Another newbie design question
Bruno Desthuilliers
bdesth.quelquechose at free.quelquepart.fr
Tue Dec 18 14:50:36 EST 2007
MartinRinehart at gmail.com a écrit :
> Fortran (1957) had line comments. C (1972) replaced these with non-
> nested block comments. C++ (1983) added here-to-EOL comments. Python
> (1991) keeps here-to-EOL comments but replaces block comments with
> multi-line quotes. Block comments and multi-line quotes both serve the
> same purpose as doc comments. Block comments, especially if they nest,
> are helpful for commenting out code. Multi-line quotes serve to add
> text.
>
> Is Python, in this particular, an advance over C++?
>
> I wrote a lot of Java (here-to-EOL and block comments) without ever
> feeling the need for multi-line quotes.
I wrote a lot of Java without ever feeling the need for things functions
as objects, lexical closures, lazy evaluation, anonymous functions etc.
Then I learned to use these features and couldn't stand coding in Java
no more.
> I've written a little Perl and
> found multi-line quotes useful for responding to -help switches. On
> the other hand -help switches are very old-fashioned, a direction I'll
> not be pointing my tiny beginner's language.

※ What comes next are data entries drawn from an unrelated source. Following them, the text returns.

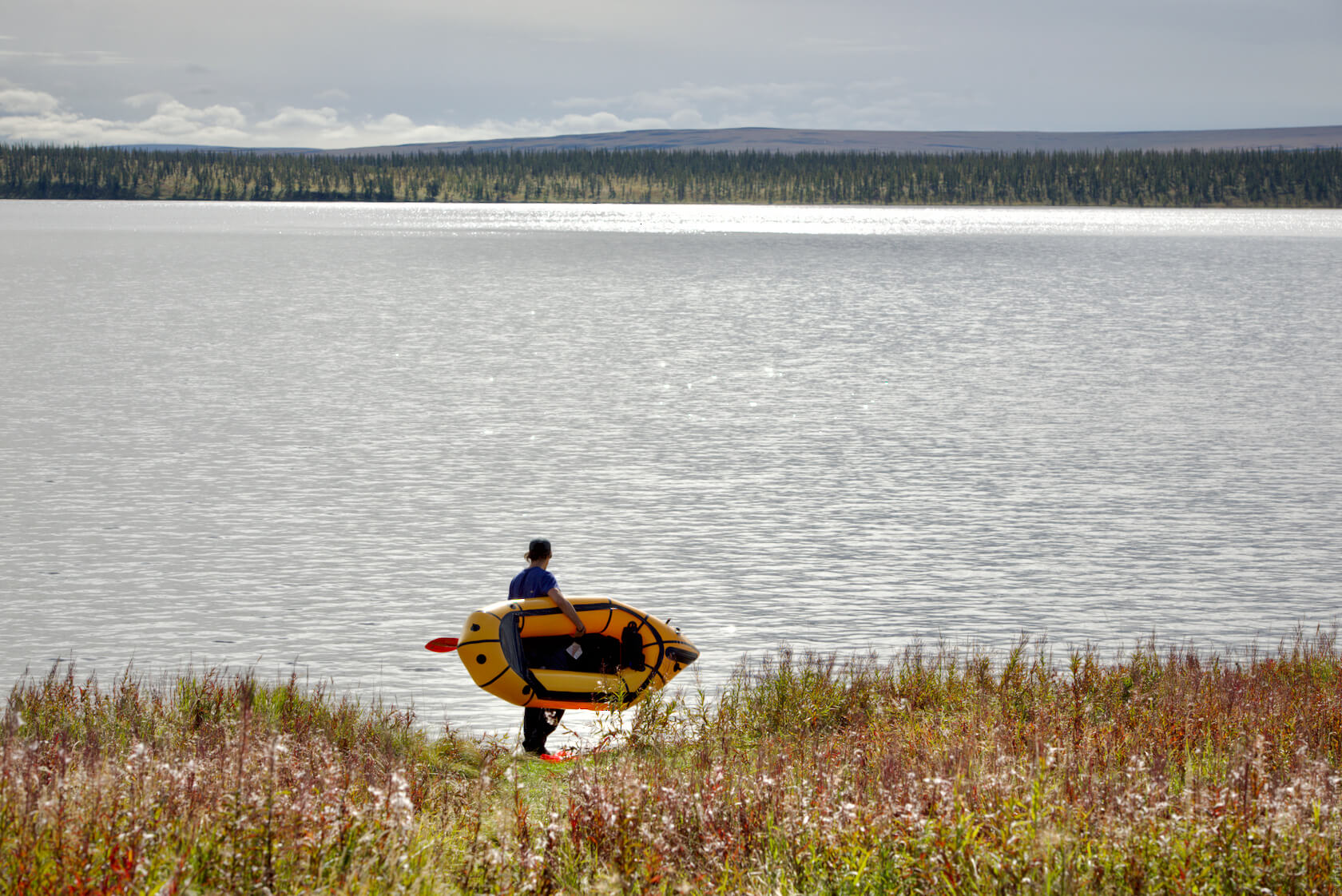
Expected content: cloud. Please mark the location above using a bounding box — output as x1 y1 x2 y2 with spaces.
0 50 132 65
0 77 975 149
0 87 61 115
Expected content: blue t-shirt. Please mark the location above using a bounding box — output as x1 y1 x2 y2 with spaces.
507 566 560 601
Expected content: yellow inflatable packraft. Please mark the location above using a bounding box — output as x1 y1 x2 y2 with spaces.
456 597 699 710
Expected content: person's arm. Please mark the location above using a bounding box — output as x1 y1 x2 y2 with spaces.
549 588 586 637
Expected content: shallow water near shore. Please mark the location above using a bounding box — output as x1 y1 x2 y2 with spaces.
0 203 1342 731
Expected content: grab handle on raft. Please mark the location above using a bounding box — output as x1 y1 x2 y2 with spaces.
424 637 456 653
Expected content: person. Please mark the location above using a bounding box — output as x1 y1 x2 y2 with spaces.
507 538 586 755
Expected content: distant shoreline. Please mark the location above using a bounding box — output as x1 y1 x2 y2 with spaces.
0 145 1342 208
99 125 1342 156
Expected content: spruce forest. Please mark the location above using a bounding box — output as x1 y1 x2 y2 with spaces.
0 145 1342 208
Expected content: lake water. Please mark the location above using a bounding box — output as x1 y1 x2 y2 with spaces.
0 201 1342 730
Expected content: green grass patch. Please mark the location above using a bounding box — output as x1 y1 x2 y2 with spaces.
0 632 1342 894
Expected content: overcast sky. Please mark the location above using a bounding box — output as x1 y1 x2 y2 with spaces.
0 0 1342 148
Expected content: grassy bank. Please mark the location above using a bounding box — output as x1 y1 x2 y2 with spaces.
0 633 1342 894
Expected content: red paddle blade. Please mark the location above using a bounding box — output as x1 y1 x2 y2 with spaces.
424 637 456 653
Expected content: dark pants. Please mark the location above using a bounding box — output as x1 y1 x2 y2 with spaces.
522 707 564 754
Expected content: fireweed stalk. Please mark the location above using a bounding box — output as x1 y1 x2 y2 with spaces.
0 632 1342 894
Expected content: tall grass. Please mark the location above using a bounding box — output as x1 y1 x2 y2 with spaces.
0 632 1342 894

"old-fashioned" ? Do you have something better to suggest ? Please keep
in mind that most servers don't have GUIs (for obvious reasons).
But multiline strings are not only useful for "old-fashioned -help
switches" - they are useful anywhere you need a quick and simple text
templating system - be it html, javascript, SQL, whatever - and using a
full blown templating system would be overkill. IOW, like a lot of other
features, it's not that you cannot do without, but it really helps when
it's available *and* braindead easy to setup and use.
My 2 cents...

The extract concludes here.